Outra prática irregular é a utilização de carteira de sócios por terceiros. É comum torcedores ingressarem nos estádios apresentando o cartão de sócio de algum amigo, familiar ou conhecido. Tal ato é totalmente proibido, pois a mesma é de uso pessoal e intransferível. Este tipo de prática é prevista no Código Penal Brasileiro como falsa identidade, onde a pessoa usa de documento falso ou de outro indivíduo para obter vantagens e prejudicar outrem. Nesta situação é previsto na legislação reclusão de três meses a um ano ou pagamento de multa.

Controle das irregularidades

Para combater tais irregularidades, as entidades veem organizando-se para acabar de uma vez por todas com tais práticas fraudulentas. Em entrevista realizada com o Diretor Executivo de Administração do Sport Club Internacional, Luiz Eduardo Silveira, ele conta como o Inter vem agindo neste tipo de caso. No que diz respeito sobre o controle de acesso dos torcedores ao estádio o diretor executivo disse que todos os acessos são controlados e  bilhetes especiais possuem controle exclusivo por portão, havendo um procedimento diferente onde é solicitado documentação para verificar o pertencimento do ingresso ao mesmo.

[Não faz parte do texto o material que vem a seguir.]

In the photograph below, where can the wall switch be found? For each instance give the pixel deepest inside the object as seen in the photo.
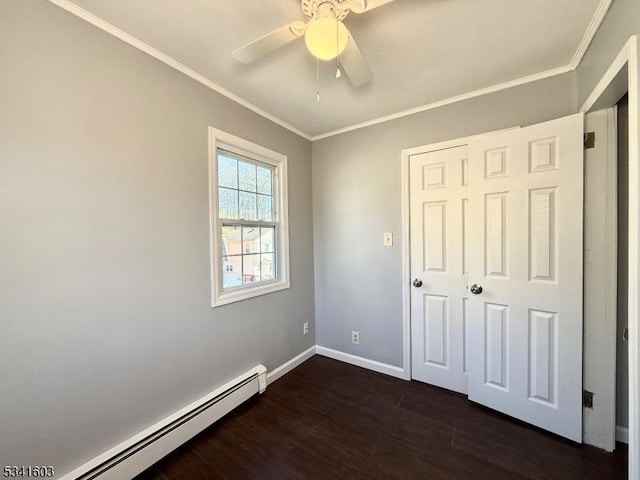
(388, 239)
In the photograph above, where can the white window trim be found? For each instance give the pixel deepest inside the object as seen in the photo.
(226, 141)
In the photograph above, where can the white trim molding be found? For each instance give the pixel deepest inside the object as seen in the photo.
(286, 367)
(258, 153)
(624, 74)
(622, 434)
(96, 21)
(448, 101)
(592, 29)
(167, 60)
(362, 362)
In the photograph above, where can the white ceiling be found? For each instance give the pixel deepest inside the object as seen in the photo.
(420, 51)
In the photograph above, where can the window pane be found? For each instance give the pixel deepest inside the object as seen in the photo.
(227, 172)
(231, 241)
(248, 207)
(250, 268)
(264, 208)
(231, 272)
(228, 201)
(265, 180)
(247, 176)
(267, 264)
(250, 240)
(267, 235)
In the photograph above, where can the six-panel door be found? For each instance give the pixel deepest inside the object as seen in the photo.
(509, 222)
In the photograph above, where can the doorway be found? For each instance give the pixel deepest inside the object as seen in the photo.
(508, 218)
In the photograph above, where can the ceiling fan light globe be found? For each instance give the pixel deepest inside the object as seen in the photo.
(326, 38)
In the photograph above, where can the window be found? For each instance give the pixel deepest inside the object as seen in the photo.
(248, 207)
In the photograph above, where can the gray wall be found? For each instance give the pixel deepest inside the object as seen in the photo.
(356, 197)
(622, 348)
(621, 22)
(105, 314)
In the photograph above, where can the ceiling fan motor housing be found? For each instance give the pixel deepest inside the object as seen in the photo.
(327, 8)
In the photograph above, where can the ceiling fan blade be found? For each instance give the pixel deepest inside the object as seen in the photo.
(354, 64)
(361, 6)
(270, 42)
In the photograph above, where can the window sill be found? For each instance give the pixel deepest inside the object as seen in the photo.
(226, 298)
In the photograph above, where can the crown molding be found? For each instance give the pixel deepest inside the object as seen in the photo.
(448, 101)
(592, 29)
(166, 59)
(594, 25)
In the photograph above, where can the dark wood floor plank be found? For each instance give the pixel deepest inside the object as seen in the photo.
(328, 420)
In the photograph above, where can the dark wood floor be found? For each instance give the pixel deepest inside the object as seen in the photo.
(329, 420)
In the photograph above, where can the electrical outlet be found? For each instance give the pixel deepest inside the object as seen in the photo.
(388, 240)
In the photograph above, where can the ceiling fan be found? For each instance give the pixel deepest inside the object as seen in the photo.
(325, 35)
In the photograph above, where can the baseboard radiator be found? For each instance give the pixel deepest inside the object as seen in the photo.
(139, 452)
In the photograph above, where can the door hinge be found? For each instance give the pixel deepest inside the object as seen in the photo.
(589, 140)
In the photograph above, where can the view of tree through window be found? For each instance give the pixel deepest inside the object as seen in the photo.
(246, 210)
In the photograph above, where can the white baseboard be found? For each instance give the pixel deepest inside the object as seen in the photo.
(362, 362)
(285, 368)
(142, 450)
(622, 434)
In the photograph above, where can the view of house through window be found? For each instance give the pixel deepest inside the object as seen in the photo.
(246, 211)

O controle das compras de ingressos é de inteira responsabilidade do Internacional, utilizando um sistema de empresa terceirizada. O acesso dos torcedores com carteiras de sócios,  também possuem acesso diferenciado e as mesmas possuem chip e caso identificado que seja de terceiro, não é autorizada a entrada. O Internacional vem se precavendo para evitar possíveis fraudes, e duas medidas são elencadas como fundamentais, segundo o dirigente colorado. “A verificação diferenciada nas catracas de meia-entrada e a identificação com CPF na compra de ingressos da bilheteria”, explica Luiz.

Para o professor do curso de Direito da UniRitter, Marcelo Sant’Anna, o direito dos consumidores deve ser garantido, respeitado as regras. Segundo o professor, somente a compra não se caracteriza como crime, no entanto a compra e utilização de meia-entrada mediante o uso de documento falso sim. Segundo o mestre em Direito, o uso de carteiras de sócios por terceiros dependendo da situação pode caracterizar crime previsto no Código Penal, e todos os envolvidos que contribuíram para o ato ilícito podem ser responsabilizadas. Sant’Anna falou sobre as medidas que os clubes devem tomar nestes tipos de casos. “Cabe aos estabelecimentos cumprir a lei da meia-entrada, caso o associado tenha infringido uma norma estatutária da associação, o estabelecimento poderá aplicar as medidas previstas no estatuto social”, finalizou.

A lei da meia entrada surgiu como uma grande conquista, principalmente para os estudantes, oportunizando a um maior número de pessoas acesso a eventos esportivos e culturais com pagamento da metade do valor. Ao longo dos anos foram surgindo novos textos e complementos para melhorar a legislação e evitar possíveis fraudes, mas constantes irregularidades ameaçam, a longo prazo, a existência do benefício deste importante sistema de inclusão social.